The nodes of type 'connection' contain a number of connection type features defined in the constructor of the class, see `self.conn_feat`. Each connection node also contains a label see `self.labels_cols_oh`.

This way we can train an algorithm to classify the connection nodes that also use information from the structure of the graph and ip nodes. Such a graph is created in pieces for example of 200 rows of our tabular dataset, each row contains information about a connection between two devices. In this way we create a snapshot of the network. This is done in the function `process`

In [3]:
#zelf grafen aanmaken per 200 connecties
from torch_geometric.data import HeteroData
from torch_geometric.loader import DataLoader
import numpy as np
import torch
from tqdm import tqdm
import pickle

class CICdata():
    def __init__(self, path_data):
        f = open(path_data,'rb')
        self.df = pickle.load(f)
        self.conn_feat = ['Duration', 'Packets', 'Bytes', 'Proto_ICMP ', 'Proto_IGMP ','Proto_TCP  ', 'Proto_UDP  ','flag_A', 'flag_P', 'flag_R', 'flag_S','flag_F', 'Tos_0', 'Tos_16', 'Tos_32', 'Tos_192']
        self.label_cols_oh = ['attack_benign','attack_bruteForce', 'attack_dos', 'attack_pingScan', 'attack_portScan']
        
        
    def make_ip_map(self, data):
        unique_ip = np.unique(np.append(data['Src IP Addr'].to_numpy(), 
                                        data['Dst IP Addr'].to_numpy()))
        return {ip:idx for idx, ip in enumerate(unique_ip)}
    
    def encode_ip(self, value):
        temp = [0]*10
        if value == '192.168.100.6': #internal web server
            temp[0] = 1.0
        elif value == '192.168.100.5': #internal file server
            temp[1] = 1.0
        elif value == '192.168.100.4': #internal mail server
            temp[2] = 1.0
        elif value == '192.168.100.3': #internal backup server
            temp[3] = 1.0
        elif value[:11] == '192.168.100': #server subnet
            temp[4] = 1.0
        elif value[:11] == '192.168.200': #management subnet
            temp[5] = 1.0
        elif value[:11] == '192.168.210': #office subnet
            temp[6] = 1.0
        elif value[:11] == '192.168.220': #developer subnet
            temp[7] = 1.0
        elif value[5:6]=='_': #public ip
            temp[8] = 1.0
        elif value in ['0.0.0.0', '255.255.255.255']: #local ip
            temp[9] = 1.0

        return temp
    
    def get_ip_feat(self, ip_map):
        ip_data = []
        for ip, idx in ip_map.items():
            ip_data.append(self.encode_ip(ip))
        
        return torch.tensor(ip_data).float()
                
    def make_edges(self, data, ip_map):
        src = []
        dst = []
        count = 0
        for _, row in data.iterrows():
            #source ip to connection
            src.append(ip_map[row['Src IP Addr']])
            dst.append(count)

            #destination ip to connection
            src.append(ip_map[row['Dst IP Addr']])
            dst.append(count)
            count +=1

        return torch.tensor([src, dst]), torch.tensor([dst, src])

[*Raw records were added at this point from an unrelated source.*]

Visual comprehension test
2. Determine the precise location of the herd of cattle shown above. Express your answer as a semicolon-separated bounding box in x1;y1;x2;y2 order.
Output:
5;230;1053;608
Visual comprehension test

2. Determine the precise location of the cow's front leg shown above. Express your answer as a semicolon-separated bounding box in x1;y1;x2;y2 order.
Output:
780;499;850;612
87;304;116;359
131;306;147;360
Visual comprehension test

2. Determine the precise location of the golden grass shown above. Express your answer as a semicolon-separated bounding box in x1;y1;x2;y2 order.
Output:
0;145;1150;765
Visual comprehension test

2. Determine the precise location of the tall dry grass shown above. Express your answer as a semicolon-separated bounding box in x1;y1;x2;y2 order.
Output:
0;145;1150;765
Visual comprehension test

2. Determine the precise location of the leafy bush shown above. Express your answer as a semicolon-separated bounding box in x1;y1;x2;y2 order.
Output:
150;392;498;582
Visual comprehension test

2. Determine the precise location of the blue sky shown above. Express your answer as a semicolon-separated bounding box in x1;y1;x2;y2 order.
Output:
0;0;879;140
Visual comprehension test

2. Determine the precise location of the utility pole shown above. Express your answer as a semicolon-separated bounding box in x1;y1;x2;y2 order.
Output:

    def get_info_conn(self, data, cols):
        return torch.tensor(data[cols].values)
                
    def process(self, n_rows=200):
        x_conn = self.get_info_conn(self.df, self.conn_feat)
        y = self.get_info_conn(self.df, self.label_cols_oh)
        data_list = []
        for i in tqdm(range(1, (len(self.df)//n_rows)+1), desc='processing'):
            start_idx = (i-1)*n_rows
            end_idx = i*n_rows
            sample = self.df[start_idx:end_idx]
            ip_map = self.make_ip_map(sample)
            ip_to_conn, conn_to_ip = self.make_edges(sample, ip_map)
            data = HeteroData()
            data['ip'].x = self.get_ip_feat(ip_map) #encode ip's from the map
            data['connection'].x = x_conn[start_idx:end_idx].float()
            data['connection'].y = y[start_idx:end_idx]
            data['ip','connection'].edge_index = ip_to_conn
            data['connection','ip'].edge_index = conn_to_ip
            data_list.append(data)
        
        return data_list

In [4]:
cic_data = CICdata('data/train/week1_prep_train.pkl')

In [5]:
data = cic_data.process()

processing: 100%|██████████| 10559/10559 [01:06<00:00, 159.85it/s]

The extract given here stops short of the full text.